Nils Le Bot (ed), Ecole Nationale Supérieure d’Architecture Paris-Val de Seine, France
Nils Le Bot is a graduate of the École d’Art (Caen), a licensed practising architect (HMONP), Senior Lecturer at Paris Val-de-Seine school of architecture and a lecturer at the École des Ponts civil engineering school. He is also responsible for coordinating research at the Architecture Recherche Engagement Post-Carbone agency (AREP). He wrote a PHD under the joint co-supervision of the LISST laboratory at the University of Toulouse and Potsdam University, in Berlin, on the history of railway planning in German and French cities and worked on the systemic dynamics of urban forms associated with mobility hubs. More recently, under the aegis of the French Ministry for Ecological Transition and with the support of the Museum National d’Histoire Naturelle and PUCA (Plan Urbain Construction Architecture), he co-headed the Frugacité (2020-2024) research programme.
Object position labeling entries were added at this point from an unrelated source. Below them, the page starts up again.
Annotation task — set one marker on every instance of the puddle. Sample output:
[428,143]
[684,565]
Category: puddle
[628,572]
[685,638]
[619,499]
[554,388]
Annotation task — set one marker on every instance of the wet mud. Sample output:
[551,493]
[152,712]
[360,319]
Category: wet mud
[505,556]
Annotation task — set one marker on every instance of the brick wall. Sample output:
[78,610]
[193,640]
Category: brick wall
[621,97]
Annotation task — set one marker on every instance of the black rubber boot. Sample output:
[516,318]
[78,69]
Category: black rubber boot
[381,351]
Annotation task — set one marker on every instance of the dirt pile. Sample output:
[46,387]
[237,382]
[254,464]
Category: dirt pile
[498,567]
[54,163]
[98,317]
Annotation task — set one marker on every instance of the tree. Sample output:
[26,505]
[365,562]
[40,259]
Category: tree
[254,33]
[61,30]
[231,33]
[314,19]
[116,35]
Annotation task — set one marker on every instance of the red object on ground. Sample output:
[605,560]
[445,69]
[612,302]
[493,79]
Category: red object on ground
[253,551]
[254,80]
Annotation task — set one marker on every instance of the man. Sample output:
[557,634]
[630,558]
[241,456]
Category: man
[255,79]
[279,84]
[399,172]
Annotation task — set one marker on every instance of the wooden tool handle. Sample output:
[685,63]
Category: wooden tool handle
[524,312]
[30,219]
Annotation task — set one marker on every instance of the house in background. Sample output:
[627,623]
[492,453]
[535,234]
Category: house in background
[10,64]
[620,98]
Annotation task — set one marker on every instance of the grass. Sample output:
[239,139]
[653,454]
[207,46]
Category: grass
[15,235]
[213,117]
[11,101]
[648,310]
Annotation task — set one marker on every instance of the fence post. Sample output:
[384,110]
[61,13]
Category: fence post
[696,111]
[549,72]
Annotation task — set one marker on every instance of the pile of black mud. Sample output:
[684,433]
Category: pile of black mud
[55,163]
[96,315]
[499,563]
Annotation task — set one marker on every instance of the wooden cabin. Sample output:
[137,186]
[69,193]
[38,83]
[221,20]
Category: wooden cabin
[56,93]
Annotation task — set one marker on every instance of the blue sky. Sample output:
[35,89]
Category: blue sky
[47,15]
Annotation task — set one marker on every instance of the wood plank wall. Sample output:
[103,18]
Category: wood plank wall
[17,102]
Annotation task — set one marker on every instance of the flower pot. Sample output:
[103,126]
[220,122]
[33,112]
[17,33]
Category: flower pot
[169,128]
* HMONP: Habilitation à la Maîtrise d’Œuvre en son Nom Propre (professional licence to act in one's own name)
Pauline Detavernier (ed), Laboratoire Infrastructure, Architecture, Territoire, Paris-Malaquais School of Architecture, France
Pauline Detavernier is a licensed practising architect (HMONP), holds a doctorate in architecture (LIAT, ENSA Paris-Malaquais) and is a Senior Lecturer at Paris Val-de-Seine school of architecture. Her thesis, completed under a CIFRE contract at AREP, focused on the design of pedestrian walkways in stations, and more broadly on the practice of walking in places of mobility. Working extensively with geographers, urban planners, engineers and sociologists, from 2016 to 2022 she was a research architect at AREP and now works as R&D Director at PCA-STREAM.
* AREP: Architecture, Recherche, Post-carbone Engagement
* ENSA: École Nationale Supérieure d’Architecture (National School of Architecture)
* HMONP: Habilitation à la Maîtrise d’Œuvre en son Nom Propre (professional licence to act in one's own name)
Manuela Triggianese (ed), Department of Architecture, Faculty of Architecture and the Built Environment, Delft University of Technology, The Netherlands
Manuela Triggianese is Assistant Professor at the Department of Architecture at TU Delft Faculty of Architecture and the Built Environment and member of the vision team ‘Mobility’ at TU Delft Transport & Mobility Institute. Her teaching and research emphasize co-creation in Architecture, integrating diverse stakeholders, disciplines, and data. Her work centers on the ‘Architecture of Mobility’ - particularly stations - as testbeds for design aligned with sustainability, digital transformation, and social innovation. An architect with an international PhD Villard d’Honnecourt (TU Delft, IUAV, ETSAM, ENSA Paris-Belleville), she was a Marie Curie research fellow at Beijing Technical University and a Postdoc at AMS Institute. She leads the NWO project Walk-In on the role of sub-urban stations and collaborative architectural design methods.